Pendant le weekend

Chang-Dong

C’est une femme assez âgée pour avoir un petit fils d’une quinzaine d’années : celui-ci la traite comme une esclave, ce qu’il semble que la société (cette société-là ?) veuille faire de ses femmes. La mère du jeune Wook est partie dans une autre ville après le divorce d’avec le père de ce garçon.

Elle lui donne à manger, elle aime le regarder manger; lui, il mange, regarde la télé, joue à des jeux vidéos, mange des chips en enlevant ses chaussettes, rit niaisement : dans ce portrait du jeune homme en maître de maison passe la perversion et l’abject. On a, pourtant dans cette vision de la jeunesse dont les passe-temps ne trouvent aucune grâce aux yeux des auteurs, quand ils ne sont pas libidineux et ignobles, on a pourtant le sentiment que la charge est redoublée contre la jeunesse mâle…

C’est une femme coréenne et pauvre qui aurait dû devenir poète. Non, elle sera ici servante d’un vieil homme, ex-président donc probablement assez riche, qui ne peut plus ni bouger ni se changer ni se laver seul. Elle s’en occupe, la brue du président sourit en donnant les clés de l’appartement, tout en servant à l’épicerie qu’elle tient. Aussi bien dans le film, le vieux poisseux voudra à nouveau jouir une dernière fois, jouir d’une femme, viagra aidant. Turpitudes de la vieillesse, domination encore de l’homme sur la femme, du président sur la bonne, du riche sur la pauvre… 
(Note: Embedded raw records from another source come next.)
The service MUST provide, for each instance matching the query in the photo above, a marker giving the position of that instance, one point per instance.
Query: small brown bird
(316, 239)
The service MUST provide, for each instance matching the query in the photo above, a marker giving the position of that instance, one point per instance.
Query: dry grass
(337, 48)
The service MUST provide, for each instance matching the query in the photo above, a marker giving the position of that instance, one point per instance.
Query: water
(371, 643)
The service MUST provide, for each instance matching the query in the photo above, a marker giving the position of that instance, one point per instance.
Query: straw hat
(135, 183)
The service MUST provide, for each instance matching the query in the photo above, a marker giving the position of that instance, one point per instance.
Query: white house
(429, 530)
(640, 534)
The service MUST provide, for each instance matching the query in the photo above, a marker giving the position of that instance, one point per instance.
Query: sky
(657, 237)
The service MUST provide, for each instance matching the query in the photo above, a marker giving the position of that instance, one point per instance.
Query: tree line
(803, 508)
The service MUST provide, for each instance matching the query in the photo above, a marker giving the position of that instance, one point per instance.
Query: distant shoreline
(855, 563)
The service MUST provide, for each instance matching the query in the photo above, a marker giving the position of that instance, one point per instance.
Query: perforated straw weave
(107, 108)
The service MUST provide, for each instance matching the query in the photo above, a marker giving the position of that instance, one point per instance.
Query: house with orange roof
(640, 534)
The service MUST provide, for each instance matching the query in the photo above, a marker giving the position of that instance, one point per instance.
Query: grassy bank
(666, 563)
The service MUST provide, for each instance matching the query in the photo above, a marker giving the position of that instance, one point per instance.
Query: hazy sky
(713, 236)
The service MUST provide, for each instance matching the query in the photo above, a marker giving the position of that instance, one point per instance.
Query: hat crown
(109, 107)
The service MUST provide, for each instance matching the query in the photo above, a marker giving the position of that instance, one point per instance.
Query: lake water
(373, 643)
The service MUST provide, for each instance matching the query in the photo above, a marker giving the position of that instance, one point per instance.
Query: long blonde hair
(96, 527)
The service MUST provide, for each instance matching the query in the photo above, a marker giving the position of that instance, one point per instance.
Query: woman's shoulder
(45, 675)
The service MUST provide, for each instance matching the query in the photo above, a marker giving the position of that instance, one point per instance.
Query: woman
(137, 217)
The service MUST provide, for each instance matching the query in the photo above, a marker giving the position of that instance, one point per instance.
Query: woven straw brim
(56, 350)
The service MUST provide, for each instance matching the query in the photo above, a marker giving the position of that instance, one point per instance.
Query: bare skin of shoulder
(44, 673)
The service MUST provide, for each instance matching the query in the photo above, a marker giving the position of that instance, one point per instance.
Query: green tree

C’est une femme d’une soixantaine d’années qui aime la poésie, et qui un jour voit l’annonce d’un cours de cet art donné dans la maison de la culture de la ville où elle vit avec son petit fils. Elle se glissera dans la salle, apprendra certains rudiments, sans doute, puis rêveuse, écrira dans un petit carnet quelques bribes de poèmes. C’est, avec les habits élégants dont elle est vêtue, tout l’enchantement du film.

La part réelle c’est que le petit fils, Mook, s’est rendu coupable de viol répété sur une jeune fille de sa classe, avec cinq de ses congénères. La réalité, ce sera que cette jeune fille, Agnès se tuera en se jettant d’un pont : c’est ainsi que le film commence. On ne sait rien, seul un corps dérive vers nous.

Cette dame âgée, Mija, qui souffre et qui oublie petit à petit un peu tout, est atteinte de cette maladie dite d’Alzheimer qui s’empare de la mémoire pour qu’elle n’existe plus.La part réelle de cette histoire, c’est que les parents des six violeurs s’entendent pour dédommager la mère de la jeune Agnès, avec de l’argent, c’est simple comme tout.

Mija (Yoon Jeong-hee) et l’un  des parents (ils sont 5 hommes)

Comme si ce dommage pouvait se réparer d’argent : c’est cette naïveté-là qui nous étreint. C’est parce que le jeune Wook ne sait rien d’autre que demander un nouveau portable à sa grand-mère qu’il représente rien moins que ce que nous avons fait de nos enfants. Dans quel monde vivent-ils donc, ces enfants, pour imaginer qu’il suffira de se cacher sous une couette et de ne rien dire pour que leur conduite sordide et ordurière soit rachetée par une somme d’argent ? 

La poésie, oui, mais rendue salace, pornographique par  l’un des participants, commissaire de police, pourra sans doute, c’est la thèse du film, sauver encore ce qui peut l’être : ce participant viendra un soir arrêter le jeune Wook.

On présume qu’il en sera de même des autres, mais cela rendra-t-il à la vie la jeune Agnès ?

Sur un long travelling avant, tandis qu’on entend dire en voix off la poésie écrite par Mija, elle qui a laissé au professeur de poésie un bouquet de fleurs blanches pour excuser son absence, on reverra la jeune Agnès, bien vivante, qui se retournera pour nous regarder en face, nous souriant depuis l’au-delà du cinéma, tandis que Mija, elle, pour expier, pour se soustraire à la maladie, se sera jetée du pont pour qu’enfin le monde soit attentif au sort réservée aux femmes, là-bas mais comme ici.